Nous n’avons pas d’autre lieu pour parler de Dieu que sa relation avec l’histoire des hommes. Dieu n’a pas d’autre identité à livrer à celle-ci. Il est venu à la rencontre des hommes et, en un sens, leur avenir est son avenir. Dieu ne se définit pas en lui-même, mais son nom est lié à la relation qu’il entretient avec son peuple à travers une histoire commune d’Alliance. Dieu entre dans le chantier de l’histoire et nous sommes renvoyés à notre histoire avec lui. Son nom (et, pour la Bible, le nom est plus qu’une désignation ; il révèle et livre, en quelque sorte, la réalité même des choses et des êtres), ce qu’il est, nous l’apprendrons en bâtissant notre vie avec lui. Car ce que Dieu est, c’est aussi ce qu’il sera : « Je suis celui que vous verrez à l’œuvre » ! Et l’œuvre de Dieu sera une rédemption, une libération.
J’ai décidé de m’occuper de vous !... Je suis celui qui suit, qui serait !... Nous voilà renvoyés à un nom qui n’en est pas un. Dieu est sans nom parce que Dieu se dit seulement dans son action. Et cette action qui révèle l’identité de Dieu, c’est le salut de son peuple.

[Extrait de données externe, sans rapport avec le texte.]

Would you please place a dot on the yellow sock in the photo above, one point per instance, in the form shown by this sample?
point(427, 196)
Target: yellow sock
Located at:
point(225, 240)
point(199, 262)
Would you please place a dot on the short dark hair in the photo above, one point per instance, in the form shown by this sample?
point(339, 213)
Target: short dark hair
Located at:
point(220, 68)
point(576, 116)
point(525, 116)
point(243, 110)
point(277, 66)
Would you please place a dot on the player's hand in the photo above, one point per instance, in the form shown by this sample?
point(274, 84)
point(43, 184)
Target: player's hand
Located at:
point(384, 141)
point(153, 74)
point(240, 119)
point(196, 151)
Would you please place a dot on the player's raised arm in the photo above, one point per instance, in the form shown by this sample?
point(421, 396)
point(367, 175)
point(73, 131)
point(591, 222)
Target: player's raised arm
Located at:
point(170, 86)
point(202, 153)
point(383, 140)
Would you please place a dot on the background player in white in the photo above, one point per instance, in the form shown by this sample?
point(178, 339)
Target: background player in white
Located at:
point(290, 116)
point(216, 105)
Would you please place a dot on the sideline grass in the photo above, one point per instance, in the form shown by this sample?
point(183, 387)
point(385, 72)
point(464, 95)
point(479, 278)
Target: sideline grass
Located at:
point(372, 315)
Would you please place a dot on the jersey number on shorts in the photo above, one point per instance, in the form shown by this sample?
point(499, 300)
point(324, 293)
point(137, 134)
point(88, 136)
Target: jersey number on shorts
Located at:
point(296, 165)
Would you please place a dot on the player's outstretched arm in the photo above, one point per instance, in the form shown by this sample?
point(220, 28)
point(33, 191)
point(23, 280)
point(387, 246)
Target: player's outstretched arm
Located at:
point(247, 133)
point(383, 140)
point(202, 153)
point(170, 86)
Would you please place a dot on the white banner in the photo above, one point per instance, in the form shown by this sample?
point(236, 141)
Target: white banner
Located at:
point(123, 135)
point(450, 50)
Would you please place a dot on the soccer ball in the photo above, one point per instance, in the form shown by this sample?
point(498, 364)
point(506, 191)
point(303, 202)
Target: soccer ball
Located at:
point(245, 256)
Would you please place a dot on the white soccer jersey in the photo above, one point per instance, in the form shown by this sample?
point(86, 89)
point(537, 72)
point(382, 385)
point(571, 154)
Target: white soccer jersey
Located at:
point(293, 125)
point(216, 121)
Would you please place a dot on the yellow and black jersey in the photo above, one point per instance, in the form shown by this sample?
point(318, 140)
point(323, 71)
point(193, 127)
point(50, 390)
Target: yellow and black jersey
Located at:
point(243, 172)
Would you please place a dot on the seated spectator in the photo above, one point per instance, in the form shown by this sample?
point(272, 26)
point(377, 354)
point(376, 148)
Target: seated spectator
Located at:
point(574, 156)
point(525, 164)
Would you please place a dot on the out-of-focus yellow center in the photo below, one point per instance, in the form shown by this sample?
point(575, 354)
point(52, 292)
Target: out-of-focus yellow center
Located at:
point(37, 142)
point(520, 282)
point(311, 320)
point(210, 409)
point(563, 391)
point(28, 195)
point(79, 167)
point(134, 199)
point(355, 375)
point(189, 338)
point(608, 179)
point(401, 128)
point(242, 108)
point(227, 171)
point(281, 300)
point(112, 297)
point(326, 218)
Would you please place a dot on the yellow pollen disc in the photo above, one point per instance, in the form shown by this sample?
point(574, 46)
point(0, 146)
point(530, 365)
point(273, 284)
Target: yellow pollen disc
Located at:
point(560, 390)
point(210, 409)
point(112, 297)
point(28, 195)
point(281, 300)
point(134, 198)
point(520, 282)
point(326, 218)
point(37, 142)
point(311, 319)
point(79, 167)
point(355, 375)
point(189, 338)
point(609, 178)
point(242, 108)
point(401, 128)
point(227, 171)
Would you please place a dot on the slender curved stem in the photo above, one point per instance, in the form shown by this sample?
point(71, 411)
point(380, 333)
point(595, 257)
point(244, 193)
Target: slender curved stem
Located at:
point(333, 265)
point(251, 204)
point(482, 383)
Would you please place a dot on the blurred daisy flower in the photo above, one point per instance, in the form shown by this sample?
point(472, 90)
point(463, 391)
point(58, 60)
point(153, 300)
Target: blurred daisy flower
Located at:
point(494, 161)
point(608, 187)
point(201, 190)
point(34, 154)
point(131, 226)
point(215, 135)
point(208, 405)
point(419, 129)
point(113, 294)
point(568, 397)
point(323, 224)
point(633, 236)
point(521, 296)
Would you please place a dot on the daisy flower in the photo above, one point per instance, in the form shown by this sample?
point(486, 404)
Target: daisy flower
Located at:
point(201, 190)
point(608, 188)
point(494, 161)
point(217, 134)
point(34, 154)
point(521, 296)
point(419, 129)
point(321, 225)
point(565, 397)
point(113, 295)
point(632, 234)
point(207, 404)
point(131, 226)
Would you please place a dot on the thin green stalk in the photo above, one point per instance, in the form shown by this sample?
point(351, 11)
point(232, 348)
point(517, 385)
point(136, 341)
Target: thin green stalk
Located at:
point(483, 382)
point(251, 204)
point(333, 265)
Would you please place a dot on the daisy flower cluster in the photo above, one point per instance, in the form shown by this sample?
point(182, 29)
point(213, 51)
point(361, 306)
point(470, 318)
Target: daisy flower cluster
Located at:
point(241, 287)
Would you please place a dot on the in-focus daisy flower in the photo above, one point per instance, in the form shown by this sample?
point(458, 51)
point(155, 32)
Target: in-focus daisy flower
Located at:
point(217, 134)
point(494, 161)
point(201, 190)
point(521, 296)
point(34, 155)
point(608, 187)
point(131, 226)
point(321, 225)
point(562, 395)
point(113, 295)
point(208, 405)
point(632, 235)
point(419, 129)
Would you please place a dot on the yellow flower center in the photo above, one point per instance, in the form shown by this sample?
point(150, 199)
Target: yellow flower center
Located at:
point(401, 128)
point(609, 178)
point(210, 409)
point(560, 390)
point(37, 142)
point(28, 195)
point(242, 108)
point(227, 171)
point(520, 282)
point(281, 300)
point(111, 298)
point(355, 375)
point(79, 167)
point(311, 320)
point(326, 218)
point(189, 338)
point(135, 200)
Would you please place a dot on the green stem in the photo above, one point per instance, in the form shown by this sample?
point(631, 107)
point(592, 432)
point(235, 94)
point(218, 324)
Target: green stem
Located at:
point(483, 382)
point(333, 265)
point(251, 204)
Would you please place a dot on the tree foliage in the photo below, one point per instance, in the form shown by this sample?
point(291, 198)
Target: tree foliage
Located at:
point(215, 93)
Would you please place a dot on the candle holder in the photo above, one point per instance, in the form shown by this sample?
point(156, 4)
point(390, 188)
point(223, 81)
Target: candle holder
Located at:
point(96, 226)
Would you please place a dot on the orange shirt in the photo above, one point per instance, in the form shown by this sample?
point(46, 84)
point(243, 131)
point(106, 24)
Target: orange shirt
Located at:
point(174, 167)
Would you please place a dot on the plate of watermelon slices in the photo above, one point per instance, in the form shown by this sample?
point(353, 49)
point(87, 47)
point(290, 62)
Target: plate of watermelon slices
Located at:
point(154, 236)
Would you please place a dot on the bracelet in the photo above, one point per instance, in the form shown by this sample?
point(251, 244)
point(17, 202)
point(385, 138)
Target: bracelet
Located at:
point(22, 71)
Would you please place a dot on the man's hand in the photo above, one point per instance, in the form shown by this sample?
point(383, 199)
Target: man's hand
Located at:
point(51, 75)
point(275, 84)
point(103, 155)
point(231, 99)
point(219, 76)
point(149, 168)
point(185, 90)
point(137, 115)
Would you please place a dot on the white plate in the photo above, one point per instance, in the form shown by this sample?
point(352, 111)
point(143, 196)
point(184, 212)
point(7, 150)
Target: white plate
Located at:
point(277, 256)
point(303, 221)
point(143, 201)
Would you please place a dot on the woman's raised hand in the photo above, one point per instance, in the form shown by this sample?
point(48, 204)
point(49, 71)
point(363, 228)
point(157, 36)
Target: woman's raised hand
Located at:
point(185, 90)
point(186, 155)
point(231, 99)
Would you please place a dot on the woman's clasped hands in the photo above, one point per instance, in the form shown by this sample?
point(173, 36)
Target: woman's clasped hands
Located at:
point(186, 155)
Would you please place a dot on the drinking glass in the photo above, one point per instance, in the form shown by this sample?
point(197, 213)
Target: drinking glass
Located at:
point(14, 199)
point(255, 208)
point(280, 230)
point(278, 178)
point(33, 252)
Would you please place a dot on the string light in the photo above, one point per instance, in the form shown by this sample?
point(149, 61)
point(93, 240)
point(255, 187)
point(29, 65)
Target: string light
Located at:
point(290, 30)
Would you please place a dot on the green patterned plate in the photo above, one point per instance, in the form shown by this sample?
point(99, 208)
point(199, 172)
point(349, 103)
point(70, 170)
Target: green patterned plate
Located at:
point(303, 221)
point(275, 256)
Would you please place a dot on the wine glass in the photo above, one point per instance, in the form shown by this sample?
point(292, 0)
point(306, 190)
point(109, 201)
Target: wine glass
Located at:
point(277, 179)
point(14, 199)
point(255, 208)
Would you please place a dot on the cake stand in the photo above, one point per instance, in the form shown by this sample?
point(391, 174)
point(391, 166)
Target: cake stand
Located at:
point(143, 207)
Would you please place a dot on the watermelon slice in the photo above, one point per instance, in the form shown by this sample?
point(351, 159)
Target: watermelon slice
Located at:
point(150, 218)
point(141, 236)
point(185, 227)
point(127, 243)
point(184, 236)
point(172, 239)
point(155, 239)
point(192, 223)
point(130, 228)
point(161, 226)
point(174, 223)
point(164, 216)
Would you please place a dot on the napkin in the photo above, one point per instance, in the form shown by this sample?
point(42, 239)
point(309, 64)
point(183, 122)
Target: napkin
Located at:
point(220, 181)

« Et maintenant, va vers Pharaon… » le nom de Dieu, qui s’écrit dans une histoire, ne pourra être connu que parce que Moïse se lèvera et arrachera son peuple à l’esclavage égyptien. C’est parce que Moïse retournera vers ses frères, parce qu’il redeviendra Juif, parce qu’il se découvrira proche de ceux qui sont opprimés, c’est alors, et alors seulement, que l’Exode pourra commencer. C’est dans cette communion, exprimée avec l’homme, déshumanisé, que Dieu pourra devenir le Dieu de l’Exode, le Dieu qui libère et qui sauve.
L’Exode, une vieille épopée ? Et si c’était notre histoire où Dieu nous entraîne pour découvrir qu’il est devenu « notre prochain « ! Et si cette « vieille histoire » éveillait en nous l’histoire toujours neuve de notre libération, la marche sans cesse reprise pour émerger un peu au-dessus des déterminismes qui emprisonnent nos vies, le passage de la « mort », qui nous porte à capituler, vers la vie à conquérir dans le risque d’une existence menée au désert ?
Exode qui est notre sortie et notre Pâque. Car, dans notre foi enracinée dans la révélation biblique, Alliance se conjugue toujours avec salut. Nouveauté de la liberté enfin découverte, joie de la vie enfin offerte et, surtout, grâce de la patience de Dieu qui a devant lui toute l’éternité pour faire de nous des hommes libérés.
L’Église ne sera l’Église de Dieu de l’Alliance que si elle retrouve cette communion avec les plus pauvres, que si, confrontée à l’injustice et à la dégradation de l’homme, elle ressent en sa chair la blessure portée à l’autre. Seule une Église qui prend le parti de l’homme, et de tout l’homme, est fidèle à l’Évangile. Car Dieu n’a pas d’autre lieu pour écrie son nom que la vie d’hommes et de femmes qui se lèvent pour crier : « J’ai vu la misère de mon peuple » ! Face à la sclérose des hommes, à la stérilité de tant d’efforts, au scandale de la mort et de la souffrance, à l’absurdité du mal, Dieu n’a d’autre remède que son amour persévérant et, pour le dire et le manifester, il n’a que des gestes d’hommes : nos balbutiements qui osent professer la Bonne Nouvelle ; le feu ne peut s’éteindre et il tarde à Dieu qu’il embrase le monde. Car, nous le croyons, notre Dieu est Sauveur.